A thing that often happens in financial regulation is that the regulators announce:

  1. That thing you were doing, you can't do it any more.
  2. In like five years.

This creates a window for odd things to happen. When JPMorgan lost a lot of money in the 2012 "London Whale" fiasco, a lot of people went around asking why the Whale's trading didn't violate the Volcker Rule; there were a number of plausible answers about portfolio hedging, but the most important answer was just that the Volcker Rule didn't exist yet. Congress had passed a law calling for rules against proprietary trading by banks, but the regulators hadn't gotten around to writing them yet. Now they have, and so, in what I have always found to be a puzzling addition to the Volcker Rule, banks are not allowed to own stakes in private equity funds or hedge funds. Except they are:

The industry has until July 21, 2017, to sever most ties with private funds after the Fed signed off on the last of three 12-month extensions it was permitted to grant under the Dodd-Frank Act. That means the clock is winding down for Goldman Sachs to shed as much as $7.2 billion of investments and for Morgan Stanley to unload as much as $3.4 billion.

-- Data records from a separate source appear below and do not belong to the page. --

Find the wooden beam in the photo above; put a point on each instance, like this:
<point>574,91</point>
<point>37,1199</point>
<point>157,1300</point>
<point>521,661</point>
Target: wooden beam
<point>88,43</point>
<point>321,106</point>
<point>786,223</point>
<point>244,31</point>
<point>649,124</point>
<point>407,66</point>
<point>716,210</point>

There are two basic ways to deal with this sort of long lead time: Either you get out early, to avoid awkward public criticism and quickly move your business toward its long-term future, or you figure, look, regulators are banning this stuff because it is lucrative, we might as well hang on to it as long as we can. Eventually that gets awkward, though, like when you have to sell at the last minute. "There could be a limited secondary market for these investments and the firm may be unable to sell in orderly transactions," said Goldman in a risk factor. Of course there is a third approach, which is to restructure the stuff so that it is no longer banned. "Many of the real estate funds Goldman Sachs and Morgan Stanley invest in may not be prohibited by Volcker depending on how they’re legally set up," and Goldman at least has been thinking deep thoughts about Volcker structuring for a while. There is no need to be hasty about divesting from things prohibited by Volcker; if you ponder them at your leisure, you may find out that they're not as prohibited as you thought.